Configuring DXP Content Management to supply metadata for your binary content
This article only applies when you are using a web data source to create the index for your DXP Content Management site. If you are using a push index, you need to ensure you supply the metadata when you make the API call to the Push API to add or update the content. |
Every DXP Content Management site indexed by the DXP search service should include asset listings that expose metadata that is stored within DXP Content Management relating to binary documents (PDF, RTF and MS Office documents).
When a document is uploaded to DXP Content Management metadata is captured about the document - title, author and so on. Users will expect that the information that was entered when uploading the document will be reflected in the search results.
When DXP search crawls a DXP Content Management site it follows all links it encounters and downloads the documents. For PDF/office documents an additional operation to extract the text from the document runs. This is all DXP search has access to when creating the index.
The additional metadata entered when uploading a document to DXP Content Management is stored within the CMS database (and not within the metadata fields contained within the PDF or office document). This means that the DXP search won’t see these and the titles will be whatever happens to be stored in the document’s internal metadata - often something quite useless such as 'Template no. 3'.
This can be rectified by creating an asset listing that lists both the document’s URL and any associated metadata that you wish to include in the index. This listing is formatted in the DXP Search external_metadata.cfg
format.
The DXP search provides a plugin that can be used to fetch this metadata.
Tutorial: Creating an external metadata asset listing
Part 1: Create the Page URL listing
This asset listing prints out a set of URLs to the pages that contain your metadata listings. This is required to handle a paginated listing.

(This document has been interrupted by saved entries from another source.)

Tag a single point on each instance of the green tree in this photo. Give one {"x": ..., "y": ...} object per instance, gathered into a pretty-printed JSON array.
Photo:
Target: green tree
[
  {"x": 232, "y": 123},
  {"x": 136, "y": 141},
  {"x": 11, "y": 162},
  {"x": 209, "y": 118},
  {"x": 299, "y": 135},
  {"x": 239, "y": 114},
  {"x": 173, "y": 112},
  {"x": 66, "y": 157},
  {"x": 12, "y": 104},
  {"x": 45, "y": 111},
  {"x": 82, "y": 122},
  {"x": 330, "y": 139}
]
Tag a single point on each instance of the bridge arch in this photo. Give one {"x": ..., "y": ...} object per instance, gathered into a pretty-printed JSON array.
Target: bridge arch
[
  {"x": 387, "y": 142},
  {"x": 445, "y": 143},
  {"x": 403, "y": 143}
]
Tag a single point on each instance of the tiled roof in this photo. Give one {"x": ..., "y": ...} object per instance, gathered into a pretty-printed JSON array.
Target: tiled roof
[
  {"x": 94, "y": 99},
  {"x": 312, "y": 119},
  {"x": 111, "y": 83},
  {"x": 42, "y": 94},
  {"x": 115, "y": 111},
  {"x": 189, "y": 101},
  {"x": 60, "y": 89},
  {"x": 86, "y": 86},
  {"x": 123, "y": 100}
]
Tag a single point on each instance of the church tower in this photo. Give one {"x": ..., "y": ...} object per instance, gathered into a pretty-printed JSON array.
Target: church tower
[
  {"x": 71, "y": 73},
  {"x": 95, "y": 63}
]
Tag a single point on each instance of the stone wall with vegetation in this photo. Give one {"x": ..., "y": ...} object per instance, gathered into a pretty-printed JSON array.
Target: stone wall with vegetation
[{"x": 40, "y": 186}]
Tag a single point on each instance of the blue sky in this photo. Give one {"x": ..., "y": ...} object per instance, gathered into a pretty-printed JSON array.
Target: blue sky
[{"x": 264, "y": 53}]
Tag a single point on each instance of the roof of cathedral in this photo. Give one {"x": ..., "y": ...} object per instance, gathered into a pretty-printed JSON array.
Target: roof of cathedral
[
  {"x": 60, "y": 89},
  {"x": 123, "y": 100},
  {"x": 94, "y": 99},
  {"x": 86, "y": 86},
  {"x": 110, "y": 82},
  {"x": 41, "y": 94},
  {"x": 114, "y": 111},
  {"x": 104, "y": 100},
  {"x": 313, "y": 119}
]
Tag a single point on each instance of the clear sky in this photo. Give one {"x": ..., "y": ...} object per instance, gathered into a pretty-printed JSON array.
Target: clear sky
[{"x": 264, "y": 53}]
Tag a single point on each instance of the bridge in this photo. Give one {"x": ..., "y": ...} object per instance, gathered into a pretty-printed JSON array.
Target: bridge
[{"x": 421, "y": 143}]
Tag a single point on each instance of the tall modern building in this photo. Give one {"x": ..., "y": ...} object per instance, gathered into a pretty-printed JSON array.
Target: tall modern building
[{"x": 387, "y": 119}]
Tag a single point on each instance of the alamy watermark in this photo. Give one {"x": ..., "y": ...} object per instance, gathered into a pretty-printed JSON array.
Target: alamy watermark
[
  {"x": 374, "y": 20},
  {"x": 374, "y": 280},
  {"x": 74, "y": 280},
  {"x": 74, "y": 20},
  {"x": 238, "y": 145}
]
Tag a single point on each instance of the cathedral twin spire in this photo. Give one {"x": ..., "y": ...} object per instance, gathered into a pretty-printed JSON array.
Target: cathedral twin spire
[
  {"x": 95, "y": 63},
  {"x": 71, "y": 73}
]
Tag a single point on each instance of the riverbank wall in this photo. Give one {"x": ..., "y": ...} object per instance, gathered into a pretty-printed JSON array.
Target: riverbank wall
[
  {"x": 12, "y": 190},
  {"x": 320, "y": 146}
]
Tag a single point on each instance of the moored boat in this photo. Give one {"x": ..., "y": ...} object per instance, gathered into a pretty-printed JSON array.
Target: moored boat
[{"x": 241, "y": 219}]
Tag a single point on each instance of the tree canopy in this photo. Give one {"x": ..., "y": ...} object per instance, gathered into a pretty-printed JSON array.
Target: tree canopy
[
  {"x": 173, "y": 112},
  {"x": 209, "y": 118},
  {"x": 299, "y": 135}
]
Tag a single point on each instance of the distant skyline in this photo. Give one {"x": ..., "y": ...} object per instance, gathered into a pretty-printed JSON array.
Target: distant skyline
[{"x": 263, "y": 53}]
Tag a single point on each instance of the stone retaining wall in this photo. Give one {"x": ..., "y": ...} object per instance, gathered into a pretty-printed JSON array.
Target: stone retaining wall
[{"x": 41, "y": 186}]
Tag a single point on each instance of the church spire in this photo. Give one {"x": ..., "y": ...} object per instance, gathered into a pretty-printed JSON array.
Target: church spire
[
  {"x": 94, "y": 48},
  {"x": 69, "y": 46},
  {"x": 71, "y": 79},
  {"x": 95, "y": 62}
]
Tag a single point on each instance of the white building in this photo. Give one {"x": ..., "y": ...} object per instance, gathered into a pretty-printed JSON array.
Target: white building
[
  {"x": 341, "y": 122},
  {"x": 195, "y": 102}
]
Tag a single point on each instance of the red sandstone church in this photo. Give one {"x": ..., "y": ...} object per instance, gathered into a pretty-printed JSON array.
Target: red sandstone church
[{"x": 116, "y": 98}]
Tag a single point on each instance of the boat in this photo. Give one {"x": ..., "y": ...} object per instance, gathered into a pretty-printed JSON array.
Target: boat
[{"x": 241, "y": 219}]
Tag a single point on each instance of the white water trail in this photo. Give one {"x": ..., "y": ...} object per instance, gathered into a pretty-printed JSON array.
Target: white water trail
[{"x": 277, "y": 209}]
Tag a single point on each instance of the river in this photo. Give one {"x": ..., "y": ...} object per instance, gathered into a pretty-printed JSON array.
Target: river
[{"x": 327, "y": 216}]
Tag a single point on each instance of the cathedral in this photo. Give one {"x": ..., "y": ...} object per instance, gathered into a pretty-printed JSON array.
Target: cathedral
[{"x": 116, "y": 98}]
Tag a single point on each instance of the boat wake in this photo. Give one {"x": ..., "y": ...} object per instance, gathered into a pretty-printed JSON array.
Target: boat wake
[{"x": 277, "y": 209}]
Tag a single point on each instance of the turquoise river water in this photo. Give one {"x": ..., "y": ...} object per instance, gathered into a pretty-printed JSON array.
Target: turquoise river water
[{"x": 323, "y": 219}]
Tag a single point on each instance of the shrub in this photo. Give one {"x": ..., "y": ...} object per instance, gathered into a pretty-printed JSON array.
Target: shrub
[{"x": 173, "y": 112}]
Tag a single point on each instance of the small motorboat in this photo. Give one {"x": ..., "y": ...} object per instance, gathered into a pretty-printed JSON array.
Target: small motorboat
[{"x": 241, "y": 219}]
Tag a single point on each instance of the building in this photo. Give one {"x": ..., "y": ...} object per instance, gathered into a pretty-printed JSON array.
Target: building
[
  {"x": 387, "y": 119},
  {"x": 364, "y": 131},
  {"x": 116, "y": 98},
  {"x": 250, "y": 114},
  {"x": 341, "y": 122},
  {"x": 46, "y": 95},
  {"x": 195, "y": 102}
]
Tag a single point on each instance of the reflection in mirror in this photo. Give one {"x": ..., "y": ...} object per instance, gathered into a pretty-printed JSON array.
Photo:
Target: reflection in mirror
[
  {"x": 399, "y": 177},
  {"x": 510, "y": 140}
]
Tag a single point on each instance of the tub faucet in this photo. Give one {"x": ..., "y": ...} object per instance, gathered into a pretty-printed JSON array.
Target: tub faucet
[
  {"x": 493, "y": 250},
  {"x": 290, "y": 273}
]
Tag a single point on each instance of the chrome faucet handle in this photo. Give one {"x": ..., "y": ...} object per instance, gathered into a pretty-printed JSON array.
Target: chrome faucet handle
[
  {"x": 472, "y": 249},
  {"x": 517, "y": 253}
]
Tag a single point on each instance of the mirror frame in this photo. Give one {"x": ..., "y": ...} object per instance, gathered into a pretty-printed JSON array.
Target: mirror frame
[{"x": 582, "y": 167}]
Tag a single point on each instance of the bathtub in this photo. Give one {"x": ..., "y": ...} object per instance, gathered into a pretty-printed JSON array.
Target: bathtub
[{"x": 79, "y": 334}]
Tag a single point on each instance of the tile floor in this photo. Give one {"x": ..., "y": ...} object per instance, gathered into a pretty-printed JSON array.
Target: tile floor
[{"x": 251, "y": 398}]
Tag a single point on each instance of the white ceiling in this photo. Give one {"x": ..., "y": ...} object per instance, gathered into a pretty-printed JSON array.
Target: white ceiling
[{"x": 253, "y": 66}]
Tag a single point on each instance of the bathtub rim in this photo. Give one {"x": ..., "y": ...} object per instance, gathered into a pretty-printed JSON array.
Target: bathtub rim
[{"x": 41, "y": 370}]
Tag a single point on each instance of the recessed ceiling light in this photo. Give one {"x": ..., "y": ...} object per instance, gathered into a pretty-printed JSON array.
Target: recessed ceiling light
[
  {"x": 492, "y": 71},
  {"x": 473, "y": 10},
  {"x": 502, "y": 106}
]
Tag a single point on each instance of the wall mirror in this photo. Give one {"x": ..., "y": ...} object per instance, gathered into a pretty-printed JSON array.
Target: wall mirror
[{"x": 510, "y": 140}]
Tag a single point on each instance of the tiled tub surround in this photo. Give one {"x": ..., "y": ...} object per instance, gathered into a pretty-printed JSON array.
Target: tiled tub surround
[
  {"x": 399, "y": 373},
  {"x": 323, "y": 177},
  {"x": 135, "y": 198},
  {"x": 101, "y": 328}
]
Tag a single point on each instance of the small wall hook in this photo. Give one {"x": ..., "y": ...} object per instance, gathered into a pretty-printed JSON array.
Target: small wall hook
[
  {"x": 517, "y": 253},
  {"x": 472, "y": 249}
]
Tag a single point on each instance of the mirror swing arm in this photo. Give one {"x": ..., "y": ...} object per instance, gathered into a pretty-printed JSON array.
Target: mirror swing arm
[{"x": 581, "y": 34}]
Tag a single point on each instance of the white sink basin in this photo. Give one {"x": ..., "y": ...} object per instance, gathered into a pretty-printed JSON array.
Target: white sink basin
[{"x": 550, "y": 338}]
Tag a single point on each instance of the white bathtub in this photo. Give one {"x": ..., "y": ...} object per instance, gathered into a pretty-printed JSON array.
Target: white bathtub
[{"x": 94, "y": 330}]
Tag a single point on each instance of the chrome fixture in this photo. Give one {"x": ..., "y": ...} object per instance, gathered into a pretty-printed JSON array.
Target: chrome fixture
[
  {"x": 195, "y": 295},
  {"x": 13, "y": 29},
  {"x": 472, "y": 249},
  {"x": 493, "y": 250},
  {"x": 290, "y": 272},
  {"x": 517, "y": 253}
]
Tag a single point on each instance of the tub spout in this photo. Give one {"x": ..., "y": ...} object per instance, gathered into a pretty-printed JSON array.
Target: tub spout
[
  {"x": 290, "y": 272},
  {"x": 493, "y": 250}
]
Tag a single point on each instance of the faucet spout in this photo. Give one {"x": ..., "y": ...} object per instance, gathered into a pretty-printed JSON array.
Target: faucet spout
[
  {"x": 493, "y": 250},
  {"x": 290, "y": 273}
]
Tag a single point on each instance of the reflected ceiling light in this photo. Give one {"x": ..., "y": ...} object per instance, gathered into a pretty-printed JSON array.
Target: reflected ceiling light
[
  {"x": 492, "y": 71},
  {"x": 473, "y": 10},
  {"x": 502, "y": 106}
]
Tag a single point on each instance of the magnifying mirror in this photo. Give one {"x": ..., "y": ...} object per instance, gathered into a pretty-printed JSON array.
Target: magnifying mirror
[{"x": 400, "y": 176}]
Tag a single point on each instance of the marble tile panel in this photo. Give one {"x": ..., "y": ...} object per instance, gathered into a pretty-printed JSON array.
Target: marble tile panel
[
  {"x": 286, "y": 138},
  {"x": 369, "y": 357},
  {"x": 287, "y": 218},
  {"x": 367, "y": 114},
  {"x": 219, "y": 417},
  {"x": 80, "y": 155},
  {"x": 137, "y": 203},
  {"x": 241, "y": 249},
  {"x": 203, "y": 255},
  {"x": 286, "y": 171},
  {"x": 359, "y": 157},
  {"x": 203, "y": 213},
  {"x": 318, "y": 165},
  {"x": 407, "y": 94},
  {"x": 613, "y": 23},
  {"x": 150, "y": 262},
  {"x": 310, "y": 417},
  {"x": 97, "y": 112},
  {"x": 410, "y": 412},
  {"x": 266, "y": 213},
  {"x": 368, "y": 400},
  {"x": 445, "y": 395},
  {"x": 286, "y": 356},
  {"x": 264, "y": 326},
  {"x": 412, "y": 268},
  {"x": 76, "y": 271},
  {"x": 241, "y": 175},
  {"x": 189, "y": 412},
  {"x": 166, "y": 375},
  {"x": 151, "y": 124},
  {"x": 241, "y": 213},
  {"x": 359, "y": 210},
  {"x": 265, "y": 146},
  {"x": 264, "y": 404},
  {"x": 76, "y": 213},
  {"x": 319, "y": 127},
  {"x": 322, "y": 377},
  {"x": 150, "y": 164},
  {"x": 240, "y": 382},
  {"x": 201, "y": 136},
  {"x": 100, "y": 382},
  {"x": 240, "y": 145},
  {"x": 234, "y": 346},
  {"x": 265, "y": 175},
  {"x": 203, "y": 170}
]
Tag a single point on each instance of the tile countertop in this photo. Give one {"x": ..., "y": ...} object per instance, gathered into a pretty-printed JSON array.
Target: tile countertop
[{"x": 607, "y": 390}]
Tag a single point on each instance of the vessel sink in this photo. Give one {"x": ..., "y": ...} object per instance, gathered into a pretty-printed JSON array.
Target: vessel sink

Asset listings that list out all the external metadata for a website should be avoided as this often will result in a timeout when the external metadata is fetched, or an error being returned by the asset listing due to the large volume of content in the listing. |
-
Create a folder for all your search-related assets if you don’t already have one. At the root of your site create a new folder asset named DXP Search Integration.
-
Create an asset listing asset underneath this folder named Document DXP Search Metadata Paginated. Right-click on the folder in your asset map where you would like to create the listing then select
from the context menu.The asset listing should be created in a section of the site, where other DXP search assets are stored, normally within a hidden link type folder asset titled DXP search integration which sits amongst the first level of assets in a site. This will create and asset listing with a URL similar to:
http://www.example.com/dxp-search-integration/document-dxp-search-metadata-paginated
-
Configure the Asset selection settings.
-
From the Asset types to list dropdown select the following asset types:
-
File
Select the Inherit checkbox.
-
-
Set the Asset types to list to:
-
Live
-
Up for review
-
Safe editing
-
Safe editing pending approval
-
Safe edit approved to go live
-
-
From the Asset access to list to Read. Select the Include effective permissions checkbox.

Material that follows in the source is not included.